REPUBLIKA.CO.ID, PONTIANAK - Siapa bilang main game hanya sekadar hobi dan membuang waktu? Bagi sebagian orang, Mobile Legends mungkin hanya soal push rank dan adu strategi di Land of Dawn. Namun bagi mahasiswa Program Studi Informatika, Universitas Bina Sarana Informatika (UBSI) Kampus Pontianak, game populer ini justru menjadi pintu masuk menuju penelitian berbasis machine learning yang berhasil terbit di jurnal terakreditasi SINTA.

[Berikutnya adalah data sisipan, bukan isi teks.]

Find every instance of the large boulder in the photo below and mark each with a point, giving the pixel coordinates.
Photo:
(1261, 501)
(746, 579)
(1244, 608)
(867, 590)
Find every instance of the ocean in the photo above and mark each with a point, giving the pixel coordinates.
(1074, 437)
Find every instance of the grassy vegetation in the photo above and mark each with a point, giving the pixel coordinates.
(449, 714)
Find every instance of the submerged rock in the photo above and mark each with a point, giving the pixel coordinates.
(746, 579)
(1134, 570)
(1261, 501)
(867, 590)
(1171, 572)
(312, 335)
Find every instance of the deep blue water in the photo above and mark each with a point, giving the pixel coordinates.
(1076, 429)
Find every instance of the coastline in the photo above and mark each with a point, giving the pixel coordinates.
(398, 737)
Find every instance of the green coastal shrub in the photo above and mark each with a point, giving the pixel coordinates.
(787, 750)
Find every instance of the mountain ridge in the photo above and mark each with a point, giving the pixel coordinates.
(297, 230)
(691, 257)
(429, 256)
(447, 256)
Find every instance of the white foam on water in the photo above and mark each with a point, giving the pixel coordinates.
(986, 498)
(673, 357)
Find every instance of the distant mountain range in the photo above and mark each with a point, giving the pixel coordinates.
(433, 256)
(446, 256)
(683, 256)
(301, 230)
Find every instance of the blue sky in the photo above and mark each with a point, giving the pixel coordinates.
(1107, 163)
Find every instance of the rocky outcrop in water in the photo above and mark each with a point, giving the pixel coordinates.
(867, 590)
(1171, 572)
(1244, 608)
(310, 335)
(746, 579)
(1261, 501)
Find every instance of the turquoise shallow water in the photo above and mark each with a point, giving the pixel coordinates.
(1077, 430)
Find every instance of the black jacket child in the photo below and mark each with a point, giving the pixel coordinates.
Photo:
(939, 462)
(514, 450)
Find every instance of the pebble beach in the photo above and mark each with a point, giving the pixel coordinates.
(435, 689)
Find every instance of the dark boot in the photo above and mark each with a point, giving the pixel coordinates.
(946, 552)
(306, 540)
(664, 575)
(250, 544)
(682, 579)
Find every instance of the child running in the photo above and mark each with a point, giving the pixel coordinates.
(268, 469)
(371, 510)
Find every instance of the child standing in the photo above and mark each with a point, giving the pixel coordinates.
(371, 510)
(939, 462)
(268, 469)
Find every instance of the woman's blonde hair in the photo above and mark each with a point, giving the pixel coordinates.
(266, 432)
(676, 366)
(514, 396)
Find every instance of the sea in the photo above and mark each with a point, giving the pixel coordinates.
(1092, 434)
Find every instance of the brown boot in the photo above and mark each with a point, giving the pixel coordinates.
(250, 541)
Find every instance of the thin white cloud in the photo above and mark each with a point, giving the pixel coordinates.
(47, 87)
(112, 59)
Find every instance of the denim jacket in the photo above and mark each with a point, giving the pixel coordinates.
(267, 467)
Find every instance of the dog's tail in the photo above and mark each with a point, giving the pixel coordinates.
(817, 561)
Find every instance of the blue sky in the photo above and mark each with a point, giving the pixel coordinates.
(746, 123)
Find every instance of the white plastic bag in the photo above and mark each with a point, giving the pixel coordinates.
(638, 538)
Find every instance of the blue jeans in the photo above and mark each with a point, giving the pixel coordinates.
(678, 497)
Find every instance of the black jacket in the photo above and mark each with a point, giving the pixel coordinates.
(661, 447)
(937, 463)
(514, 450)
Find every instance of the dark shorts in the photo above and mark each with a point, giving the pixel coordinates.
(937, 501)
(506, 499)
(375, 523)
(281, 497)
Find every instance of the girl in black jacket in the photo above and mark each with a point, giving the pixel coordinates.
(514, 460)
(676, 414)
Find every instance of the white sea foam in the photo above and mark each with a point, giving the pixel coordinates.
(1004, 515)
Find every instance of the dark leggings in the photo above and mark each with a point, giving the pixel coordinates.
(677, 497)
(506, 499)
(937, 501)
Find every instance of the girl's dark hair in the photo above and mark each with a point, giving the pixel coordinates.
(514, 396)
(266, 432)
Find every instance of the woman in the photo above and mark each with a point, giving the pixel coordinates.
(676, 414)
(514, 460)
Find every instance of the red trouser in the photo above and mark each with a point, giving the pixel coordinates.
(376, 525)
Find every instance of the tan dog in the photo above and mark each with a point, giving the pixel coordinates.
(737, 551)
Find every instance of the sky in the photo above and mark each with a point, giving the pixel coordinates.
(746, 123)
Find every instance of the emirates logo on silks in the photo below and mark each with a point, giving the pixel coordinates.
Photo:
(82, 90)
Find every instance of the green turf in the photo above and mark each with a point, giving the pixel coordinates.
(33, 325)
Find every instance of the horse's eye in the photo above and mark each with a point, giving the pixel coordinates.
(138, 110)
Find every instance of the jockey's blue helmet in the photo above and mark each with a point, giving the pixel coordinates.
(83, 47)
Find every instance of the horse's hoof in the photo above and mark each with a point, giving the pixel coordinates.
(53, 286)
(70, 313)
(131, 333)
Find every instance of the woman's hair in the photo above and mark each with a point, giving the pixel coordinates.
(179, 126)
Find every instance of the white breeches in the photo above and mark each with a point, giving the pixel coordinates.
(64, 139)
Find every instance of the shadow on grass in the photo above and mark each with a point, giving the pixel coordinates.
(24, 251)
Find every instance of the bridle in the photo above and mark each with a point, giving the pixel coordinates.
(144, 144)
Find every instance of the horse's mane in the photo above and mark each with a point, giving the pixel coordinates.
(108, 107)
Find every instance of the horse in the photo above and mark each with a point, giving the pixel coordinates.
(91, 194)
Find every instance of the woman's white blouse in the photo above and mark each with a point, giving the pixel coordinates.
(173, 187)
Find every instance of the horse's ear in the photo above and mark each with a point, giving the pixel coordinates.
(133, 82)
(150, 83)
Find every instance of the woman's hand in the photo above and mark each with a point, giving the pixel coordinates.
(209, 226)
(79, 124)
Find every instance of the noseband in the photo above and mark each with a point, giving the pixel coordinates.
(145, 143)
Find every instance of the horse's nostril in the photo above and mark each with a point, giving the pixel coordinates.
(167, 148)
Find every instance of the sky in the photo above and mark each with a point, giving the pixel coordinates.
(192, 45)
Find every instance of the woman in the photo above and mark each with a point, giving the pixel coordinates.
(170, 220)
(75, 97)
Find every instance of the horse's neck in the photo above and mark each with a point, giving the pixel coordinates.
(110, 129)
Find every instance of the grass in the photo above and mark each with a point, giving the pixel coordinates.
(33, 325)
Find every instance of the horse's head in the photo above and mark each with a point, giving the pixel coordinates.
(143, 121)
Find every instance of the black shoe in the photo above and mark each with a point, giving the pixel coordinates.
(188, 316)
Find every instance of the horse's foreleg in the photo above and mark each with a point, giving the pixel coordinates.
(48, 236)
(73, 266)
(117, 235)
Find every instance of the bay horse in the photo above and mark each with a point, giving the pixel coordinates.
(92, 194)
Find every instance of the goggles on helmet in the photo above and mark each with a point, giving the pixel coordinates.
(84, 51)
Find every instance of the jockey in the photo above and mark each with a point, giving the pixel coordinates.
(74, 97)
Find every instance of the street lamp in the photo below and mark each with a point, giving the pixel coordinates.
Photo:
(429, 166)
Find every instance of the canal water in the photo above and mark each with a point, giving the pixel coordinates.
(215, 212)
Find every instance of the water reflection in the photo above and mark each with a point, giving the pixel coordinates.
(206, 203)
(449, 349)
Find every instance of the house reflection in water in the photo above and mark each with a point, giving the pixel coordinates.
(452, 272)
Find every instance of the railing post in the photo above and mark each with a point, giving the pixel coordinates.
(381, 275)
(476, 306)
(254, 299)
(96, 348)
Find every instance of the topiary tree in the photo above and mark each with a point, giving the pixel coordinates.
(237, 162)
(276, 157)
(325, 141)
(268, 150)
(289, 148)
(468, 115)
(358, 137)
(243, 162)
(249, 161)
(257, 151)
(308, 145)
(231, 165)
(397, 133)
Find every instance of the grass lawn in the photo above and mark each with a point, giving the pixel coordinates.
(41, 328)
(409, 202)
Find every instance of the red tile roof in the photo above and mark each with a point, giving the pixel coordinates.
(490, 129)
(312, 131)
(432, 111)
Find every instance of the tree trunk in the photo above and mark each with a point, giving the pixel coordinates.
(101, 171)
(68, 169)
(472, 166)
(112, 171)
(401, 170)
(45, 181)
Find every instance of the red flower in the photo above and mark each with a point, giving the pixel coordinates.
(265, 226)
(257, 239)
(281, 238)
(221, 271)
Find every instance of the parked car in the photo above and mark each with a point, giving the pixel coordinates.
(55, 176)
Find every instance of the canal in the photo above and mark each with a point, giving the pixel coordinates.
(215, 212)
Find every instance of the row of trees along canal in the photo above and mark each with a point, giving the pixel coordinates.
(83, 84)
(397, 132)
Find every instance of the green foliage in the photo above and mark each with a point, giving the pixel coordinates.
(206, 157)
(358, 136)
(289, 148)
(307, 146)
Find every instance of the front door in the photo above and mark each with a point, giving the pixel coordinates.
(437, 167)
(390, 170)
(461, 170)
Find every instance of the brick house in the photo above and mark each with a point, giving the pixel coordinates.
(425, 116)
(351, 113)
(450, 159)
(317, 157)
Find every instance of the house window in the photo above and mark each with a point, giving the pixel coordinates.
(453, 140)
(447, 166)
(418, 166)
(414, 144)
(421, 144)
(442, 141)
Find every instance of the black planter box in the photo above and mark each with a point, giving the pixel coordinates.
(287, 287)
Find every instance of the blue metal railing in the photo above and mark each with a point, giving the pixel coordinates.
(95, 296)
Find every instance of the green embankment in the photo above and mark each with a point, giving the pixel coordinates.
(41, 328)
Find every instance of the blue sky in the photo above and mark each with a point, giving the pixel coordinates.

Penelitian tersebut digarap oleh tiga mahasiswa Informatika, Hikmawan Alvin Zikirlah, Iltavera Paula, dan Muhammad Fazilla, di bawah bimbingan dosen Lady Agustin Fitriana. Berangkat dari fenomena masifnya pengguna Mobile Legends di Indonesia, mereka melihat ribuan komentar pemain di Google Play Store bukan sekadar curhat atau keluhan, melainkan data berharga yang bisa diolah secara ilmiah.

Alvin menjelaskan Mobile Legends merupakan game populer yang memiliki jutaan pengguna aktif. Banyaknya ulasan pemain di platform digital menjadi sumber data penting untuk dianalisis menggunakan pendekatan text mining dan natural language processing (NLP).

"Melalui analisis sentimen, opini pengguna dapat diklasifikasikan ke dalam kategori positif, negatif, dan netral, sehingga memberikan gambaran nyata terkait kepuasan dan persepsi pemain terhadap kualitas game," kata Alvin dalam keterangan pers, Selasa (6/1/2026).

Ia menambahkan, penelitian ini membandingkan tiga algoritma klasifikasi machine learning, yaitu Support Vector Machine (SVM), Naïve Bayes Classifier (NBC), dan K-Nearest Neighbor (KNN). Sebanyak 5.000 ulasan Mobile Legends dikumpulkan melalui teknik web scraping, lalu diproses menggunakan tahapan Knowledge Discovery in Databases (KDD), mulai dari cleaning, case folding, tokenization, normalization, hingga stopword removal.

"Hasilnya, algoritma SVM menunjukkan performa paling unggul dengan tingkat akurasi mencapai 88,1 persen. Sementara itu, KNN mencatat akurasi sebesar 65,1 persen dan Naïve Bayes sebesar 62,6 persen. Temuan ini menegaskan bahwa SVM menjadi algoritma paling efektif dalam menganalisis sentimen ulasan pengguna Mobile Legends," kata dia.

Hikmawan Alvin Zikirlah mengungkapkan bahwa ide penelitian ini berangkat dari aktivitas yang selama ini dianggap hanya hiburan semata.

“Awalnya kami memang sering push rank. Tapi dari situ kami sadar, komentar pemain itu banyak banget dan bisa diolah jadi data. Dari game yang sering dimainkan, ternyata bisa lahir penelitian yang serius,” ujar Alvin.

Apresiasi turut disampaikan Ketua Program Studi (Prodi) Informatika UBSI kampus Pontianak, Lisnawanty. Ia menilai keberhasilan mahasiswa menembus jurnal terakreditasi SINTA menunjukkan bahwa pembelajaran yang adaptif dan kontekstual mampu mendorong capaian akademik yang membanggakan.

“Penelitian ini membuktikan bahwa mahasiswa Informatika tidak hanya paham teori, tetapi juga mampu mengaitkan teknologi dengan fenomena digital di sekitar mereka. Ini sejalan dengan semangat pembelajaran berbasis praktik dan riset yakni blended learning,” ujarnya.

Melalui penelitian ini, mahasiswa UBSI kampus Pontianak berhasil mengubah aktivitas push rank menjadi prestasi akademik. Game tidak lagi sekadar hiburan, tetapi juga jembatan menuju riset berbasis data dan teknologi. Dari layar ponsel hingga jurnal ilmiah, semua berawal dari keberanian melihat peluang di balik sebuah permainan.